Rejecting the “savage God of [modern] ideology,” Russell Kirk once described the value of things permanent: “From relevation,” he writes, “from right reason, from poetic vision, from much study, from the experience of the species…we humans have learned certain ways and principles of order. Were we lacking these, we would lie at the mercy of will and appetite – in private life, in public concerns. It is this order, this old safeguard against private and public anarchy, which…refuses to surrender to the evangels of Progress.”
By way of contrast, he describes two types of New England intellects.
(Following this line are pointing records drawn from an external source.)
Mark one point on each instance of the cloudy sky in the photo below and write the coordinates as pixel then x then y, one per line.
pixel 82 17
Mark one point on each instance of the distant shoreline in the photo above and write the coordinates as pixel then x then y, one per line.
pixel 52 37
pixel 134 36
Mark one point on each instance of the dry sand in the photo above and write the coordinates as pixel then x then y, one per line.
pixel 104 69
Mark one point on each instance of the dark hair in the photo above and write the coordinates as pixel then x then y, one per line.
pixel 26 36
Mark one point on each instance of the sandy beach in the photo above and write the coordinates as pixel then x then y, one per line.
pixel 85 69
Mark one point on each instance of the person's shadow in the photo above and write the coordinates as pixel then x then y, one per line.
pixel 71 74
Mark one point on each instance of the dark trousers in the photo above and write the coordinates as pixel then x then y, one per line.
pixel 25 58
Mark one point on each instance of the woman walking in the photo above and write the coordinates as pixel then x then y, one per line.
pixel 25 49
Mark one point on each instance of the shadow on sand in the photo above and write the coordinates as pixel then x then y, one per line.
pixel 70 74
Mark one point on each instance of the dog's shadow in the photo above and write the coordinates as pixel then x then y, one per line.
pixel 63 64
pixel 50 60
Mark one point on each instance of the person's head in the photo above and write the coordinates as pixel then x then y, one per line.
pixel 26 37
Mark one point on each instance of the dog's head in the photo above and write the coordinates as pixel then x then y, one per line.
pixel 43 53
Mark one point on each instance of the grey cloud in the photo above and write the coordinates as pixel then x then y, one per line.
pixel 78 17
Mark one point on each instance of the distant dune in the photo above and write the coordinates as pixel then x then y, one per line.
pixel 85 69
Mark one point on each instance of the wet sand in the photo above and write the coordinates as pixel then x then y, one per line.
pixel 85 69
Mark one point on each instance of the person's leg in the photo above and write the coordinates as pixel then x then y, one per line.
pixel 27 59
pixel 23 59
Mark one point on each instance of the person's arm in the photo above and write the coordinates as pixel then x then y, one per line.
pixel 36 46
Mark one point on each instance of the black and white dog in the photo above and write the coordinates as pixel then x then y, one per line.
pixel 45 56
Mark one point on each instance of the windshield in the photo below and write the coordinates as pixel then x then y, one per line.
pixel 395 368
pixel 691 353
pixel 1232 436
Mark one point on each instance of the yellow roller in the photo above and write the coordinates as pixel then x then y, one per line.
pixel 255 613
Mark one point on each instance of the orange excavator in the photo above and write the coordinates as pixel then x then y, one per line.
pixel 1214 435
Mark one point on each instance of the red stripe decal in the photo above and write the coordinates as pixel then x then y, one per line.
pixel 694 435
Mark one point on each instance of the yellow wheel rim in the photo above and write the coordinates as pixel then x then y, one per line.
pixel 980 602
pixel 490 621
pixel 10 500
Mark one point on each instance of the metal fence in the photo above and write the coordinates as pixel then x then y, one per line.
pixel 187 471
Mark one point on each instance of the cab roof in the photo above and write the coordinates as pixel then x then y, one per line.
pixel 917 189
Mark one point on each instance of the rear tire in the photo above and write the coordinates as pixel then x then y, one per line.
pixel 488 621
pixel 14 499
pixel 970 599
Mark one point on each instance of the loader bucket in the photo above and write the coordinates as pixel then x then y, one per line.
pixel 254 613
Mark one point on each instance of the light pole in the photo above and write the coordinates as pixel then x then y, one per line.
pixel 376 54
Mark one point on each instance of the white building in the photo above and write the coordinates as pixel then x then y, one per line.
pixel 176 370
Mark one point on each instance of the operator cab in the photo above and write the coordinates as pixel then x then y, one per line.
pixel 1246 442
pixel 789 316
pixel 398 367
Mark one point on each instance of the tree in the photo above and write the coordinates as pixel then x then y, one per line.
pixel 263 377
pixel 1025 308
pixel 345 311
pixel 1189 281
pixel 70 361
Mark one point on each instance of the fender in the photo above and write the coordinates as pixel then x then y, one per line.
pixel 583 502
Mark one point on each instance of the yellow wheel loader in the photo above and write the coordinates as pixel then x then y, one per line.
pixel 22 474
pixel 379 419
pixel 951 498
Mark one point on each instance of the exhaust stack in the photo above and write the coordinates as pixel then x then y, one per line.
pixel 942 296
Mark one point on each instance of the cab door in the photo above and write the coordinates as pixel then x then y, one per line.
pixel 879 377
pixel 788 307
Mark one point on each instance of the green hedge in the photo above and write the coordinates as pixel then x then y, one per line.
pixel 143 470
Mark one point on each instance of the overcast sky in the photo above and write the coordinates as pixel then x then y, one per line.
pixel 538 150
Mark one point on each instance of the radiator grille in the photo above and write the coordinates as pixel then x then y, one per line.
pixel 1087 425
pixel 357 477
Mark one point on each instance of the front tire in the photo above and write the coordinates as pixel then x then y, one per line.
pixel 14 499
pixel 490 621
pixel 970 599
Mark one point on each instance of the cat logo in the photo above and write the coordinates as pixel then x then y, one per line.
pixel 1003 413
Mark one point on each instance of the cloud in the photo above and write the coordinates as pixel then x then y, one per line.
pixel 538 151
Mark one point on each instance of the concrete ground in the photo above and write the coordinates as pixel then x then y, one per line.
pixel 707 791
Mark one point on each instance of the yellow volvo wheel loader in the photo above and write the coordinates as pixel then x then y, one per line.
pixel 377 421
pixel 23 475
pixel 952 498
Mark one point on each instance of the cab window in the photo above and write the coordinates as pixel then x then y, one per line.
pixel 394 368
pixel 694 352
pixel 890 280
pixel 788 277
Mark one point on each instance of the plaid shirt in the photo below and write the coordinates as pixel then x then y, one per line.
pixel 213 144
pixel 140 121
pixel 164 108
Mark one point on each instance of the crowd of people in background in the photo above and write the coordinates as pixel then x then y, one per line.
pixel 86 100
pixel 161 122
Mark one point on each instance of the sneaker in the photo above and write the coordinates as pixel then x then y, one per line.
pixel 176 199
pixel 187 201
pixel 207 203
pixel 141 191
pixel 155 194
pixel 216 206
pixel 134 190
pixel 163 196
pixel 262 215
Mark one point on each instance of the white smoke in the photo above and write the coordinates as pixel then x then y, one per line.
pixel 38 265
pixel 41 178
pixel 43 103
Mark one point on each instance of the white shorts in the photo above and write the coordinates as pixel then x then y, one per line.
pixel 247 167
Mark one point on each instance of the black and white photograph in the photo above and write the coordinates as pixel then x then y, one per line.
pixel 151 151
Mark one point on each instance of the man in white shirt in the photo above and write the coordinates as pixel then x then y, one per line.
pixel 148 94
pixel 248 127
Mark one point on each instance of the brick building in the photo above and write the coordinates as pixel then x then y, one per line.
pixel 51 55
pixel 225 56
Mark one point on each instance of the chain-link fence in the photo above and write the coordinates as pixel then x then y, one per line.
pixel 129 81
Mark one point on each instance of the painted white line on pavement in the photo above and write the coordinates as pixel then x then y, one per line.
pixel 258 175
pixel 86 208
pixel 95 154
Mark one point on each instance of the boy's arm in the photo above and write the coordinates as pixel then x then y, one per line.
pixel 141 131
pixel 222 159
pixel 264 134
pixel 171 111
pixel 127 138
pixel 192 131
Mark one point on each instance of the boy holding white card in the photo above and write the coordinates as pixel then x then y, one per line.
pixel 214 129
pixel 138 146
The first he likens to the mind of Ralph Waldo Emerson, which is “fond of alteration and tinkering, convinced of the inevitability of beneficent progress, unable to credit the reality of sin, inclined toward leveling, contemptuous of the past, and bent upon dissenting from all things established.”
The other principle type, he says, hews closer to the mind of Nathaniel Hawthorne, which is “suspicious of change, skeptical of Progress, convinced of the terrible power of sin, in favor of human nature (flawed though it is) in its present state rather than some radical revision of human character upon a Utopian design; it is reverent toward the past, mindful of the universe as a realm of mystery, and cognizant that proliferating variety is the mark of a healthful society, while uniformity is decadence.”
Having dispensed with the eternal verities of God and religion, modern ideas of progress and change seek to replace these permanent truths, culled by succeeding generations, with newly discovered ones born of the immediacy of “private judgment.” Heaven must be built here on earth. And now. Yet how such efforts have failed us, not least in our increasing alienation from one another, the loss of community replaced by deadening uniformity.
In 1630, John Winthrop, on the deck of the Arabella, halfway between England and Cape Cod, preached a lay sermon to remind his fellow voyagers how they had made a covenant with God:
“We must delight in each other, make others’ conditions our own, rejoice together, mourn together, labor and suffer together,” Winthrop said, “always having before our eyes our commission and community in the work, our community as members of the same body. So shall we keep the unity of the spirit in the bond of peace, the Lord will be our God and delight to dwell among us, as His own people, and will command a blessing upon us in all our ways, so that we shall see much more of His wisdom, power, goodness, and truth than formerly we have been acquainted with.
“We shall find that the God of Israel is among us, when ten of us shall be able to resist a thousand of our enemies, when He shall make us a praise and glory, that men shall say of succeeding plantation, ‘The Lord make it like that of New England.’ For we must consider that we shall be as a city upon a hill, the eyes of all people are upon us. So that if we shall deal falsely with our God in this work we have undertaken, and so cause Him to withdraw His present help from us, we shall be made a story and a by-word throughout the world; we shall open the mouths of enemies to speak evil of the ways of God and all professors for God’s sake; we shall shame the faces of many of God’s worthy servants, and cause their prayers to be turned into curses upon us, till we be consumed out of the good land whither we are going.”